Configuration files are hard



  • Our group's most senior engineer is the smartest guy in the company. Unfortunately, that doesn't mean he can write good code. This is how his application reads its configuration file:

    /* Must re-load config since setup could have changed */
    config = fopen (filename, "r");     /* Check for config file */
    if (config == NULL)
    {
        printf ("\nConfiguration file not found, exiting...\n");
        getchar();
        exit (0);
    }
    fscanf (config, "%s %d %d %d %d %x %x %d %d %d %d %d %s %d %d %d %d %d %d %d %d %x %d %x %x %x %d %d %d",port,&baud,&footype,&ftype,&retrycount,&mask,&rfl,&xyzsize,xyztype,&passcount,&verbo,&portnum,station,&keyenab,&abc_delay,&footype2,&ftype2,&prdydelay,&ppagedelay,&rst_tim,&spdabc,&(unsigned short) lptport,&silence, &abc_read, &resetable, &customid, &obit, &disptype, &hardtype);
    port[5] = '\0';
    fclose (config);
    

    First, I'd like to point out the variables footype and ftype. The 'f' in ftype stands for 'foo'. No one who has ever dealt with this code knows the difference between footype and ftype. Same goes for footype2 and ftype2.

    Since the config file is one long text string of unnamed values, it is too easy to screw up if you try to edit it by hand. So the engineer wrote another program to make it easier to change the values. You can probably guess that there's a massive corresponding fprintf in there.

    His main application actually runs in multiple processes simultaneously (basically he launches his exe multiple times). So you have multiple processes that need this configuration, and a separate process that writes the configuration while the other processes are still running. This has never worked very well: processes running with different configurations, inconsistent configurations, race conditions, etc.

    The engineer's "solution" to this problem was to re-read the configuration file every time he needs any value from the file, hence the comment "Must re-load config since setup could have changed". This block of code was copy-pasted almost two dozen times throughout his code.
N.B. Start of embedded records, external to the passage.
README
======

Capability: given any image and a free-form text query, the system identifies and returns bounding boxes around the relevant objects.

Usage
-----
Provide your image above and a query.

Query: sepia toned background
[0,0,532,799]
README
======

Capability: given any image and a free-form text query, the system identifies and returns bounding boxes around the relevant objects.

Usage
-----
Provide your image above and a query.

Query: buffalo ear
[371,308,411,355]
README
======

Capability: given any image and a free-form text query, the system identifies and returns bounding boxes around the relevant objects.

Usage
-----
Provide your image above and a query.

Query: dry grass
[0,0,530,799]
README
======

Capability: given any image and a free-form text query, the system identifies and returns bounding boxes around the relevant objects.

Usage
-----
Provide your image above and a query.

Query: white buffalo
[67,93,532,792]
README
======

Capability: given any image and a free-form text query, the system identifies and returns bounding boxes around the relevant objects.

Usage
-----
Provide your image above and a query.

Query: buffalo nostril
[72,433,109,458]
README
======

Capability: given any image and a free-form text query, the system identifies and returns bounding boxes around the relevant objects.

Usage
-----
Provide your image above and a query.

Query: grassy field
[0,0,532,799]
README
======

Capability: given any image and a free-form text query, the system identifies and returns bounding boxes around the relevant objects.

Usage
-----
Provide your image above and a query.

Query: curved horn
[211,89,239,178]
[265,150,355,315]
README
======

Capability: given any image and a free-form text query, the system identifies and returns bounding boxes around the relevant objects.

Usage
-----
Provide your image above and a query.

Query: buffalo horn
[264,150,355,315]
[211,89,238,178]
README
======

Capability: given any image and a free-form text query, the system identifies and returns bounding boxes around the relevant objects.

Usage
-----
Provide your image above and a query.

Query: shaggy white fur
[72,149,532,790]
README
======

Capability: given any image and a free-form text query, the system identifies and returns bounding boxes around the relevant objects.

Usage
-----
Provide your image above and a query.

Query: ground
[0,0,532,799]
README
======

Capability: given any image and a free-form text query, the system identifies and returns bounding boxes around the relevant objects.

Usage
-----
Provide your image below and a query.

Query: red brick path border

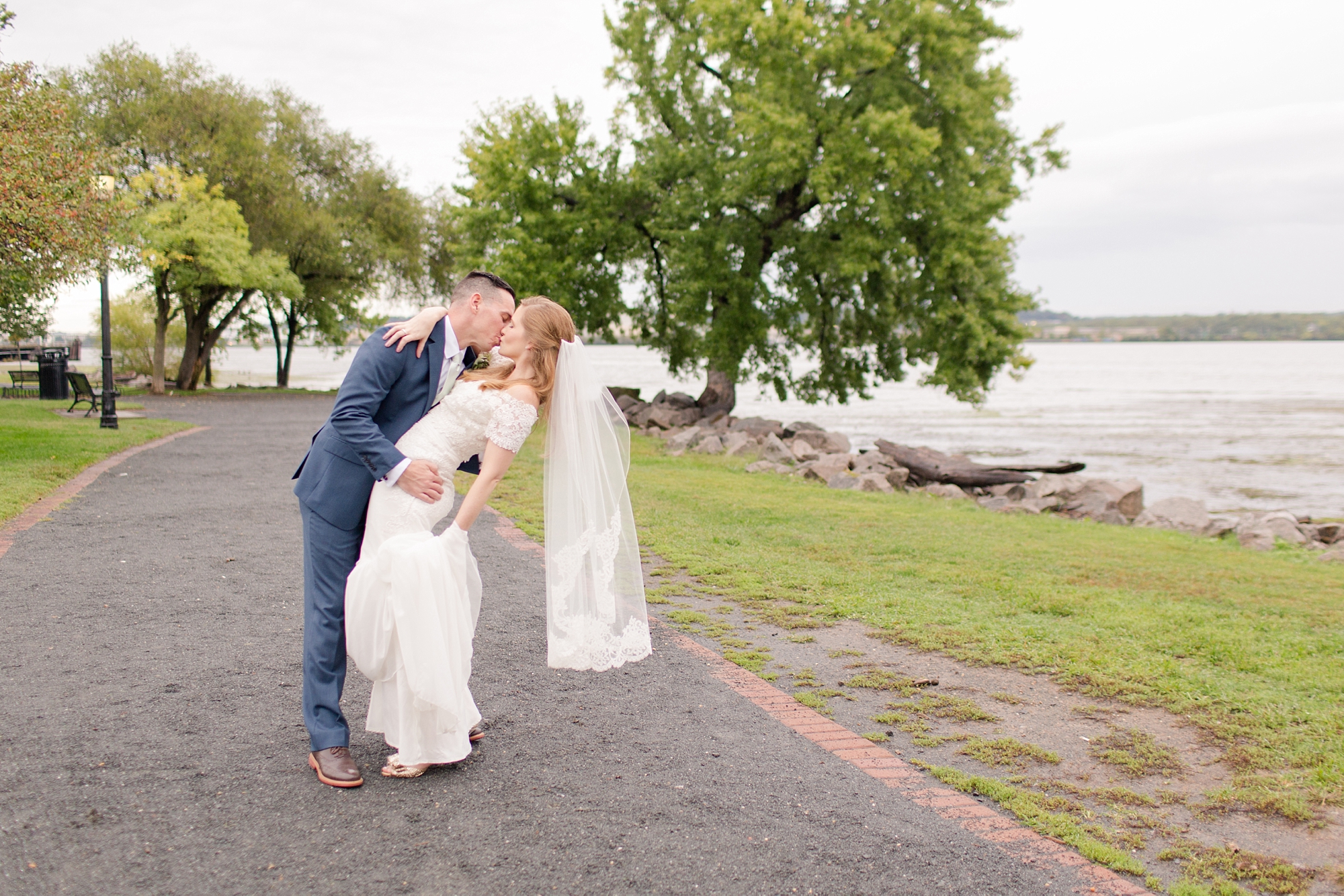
[495,516,1148,896]
[0,426,210,557]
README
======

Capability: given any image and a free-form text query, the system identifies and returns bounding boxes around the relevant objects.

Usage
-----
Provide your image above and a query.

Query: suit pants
[298,501,364,751]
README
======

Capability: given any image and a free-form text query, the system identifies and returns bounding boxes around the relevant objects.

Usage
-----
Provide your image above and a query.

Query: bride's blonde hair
[462,296,574,411]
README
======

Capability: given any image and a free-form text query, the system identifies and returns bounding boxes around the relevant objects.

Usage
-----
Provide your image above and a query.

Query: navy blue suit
[294,320,476,751]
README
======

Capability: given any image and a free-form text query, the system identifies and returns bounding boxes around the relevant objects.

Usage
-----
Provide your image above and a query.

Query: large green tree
[245,89,430,387]
[0,4,114,340]
[124,165,302,392]
[607,0,1062,407]
[434,99,641,336]
[62,43,437,386]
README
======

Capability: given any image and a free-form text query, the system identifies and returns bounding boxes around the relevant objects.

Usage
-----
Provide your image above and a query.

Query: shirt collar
[444,317,462,361]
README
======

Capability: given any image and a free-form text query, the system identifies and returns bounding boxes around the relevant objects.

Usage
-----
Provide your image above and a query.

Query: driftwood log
[995,461,1087,476]
[878,439,1085,488]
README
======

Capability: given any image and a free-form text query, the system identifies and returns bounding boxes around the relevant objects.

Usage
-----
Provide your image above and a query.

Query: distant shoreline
[1017,312,1344,343]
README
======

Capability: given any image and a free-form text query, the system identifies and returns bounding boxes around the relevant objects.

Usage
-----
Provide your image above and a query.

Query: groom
[294,271,516,787]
Need to add a new setting to the configuration file? Search-and-replace every instance of the massive fscanf and hope you don't miss one. At least all of his code is in one file (several thousand lines long).

    The one time I got involved in this mess, I suggested to the engineer that he should at least put all of this in a function so he wouldn't have to search-and-replace. He thought that was a good idea, but he didn't really get what I was saying. Now this block of code only appears 7 times.


  • I survived the hour long Uno hand

    Configuration files are Software Engineering is hard

    FTFY

    (also, holy fuck shit.)


  • Java Dev

    Count the wtfs...

    I don't like sscanf. I prefer using our strsplit() helper function or the SkipSpaces/SkipNonSpaces macros when dealing with whitespace-delimited files.



  • At least he didn't use strtok.


  • Java Dev

    strtok() is best avoided, as using strtok_r() is little extra effort. I do prefer the strsep() semantics, but that doesn't skip multiple adjacent separators which can be nice sometimes.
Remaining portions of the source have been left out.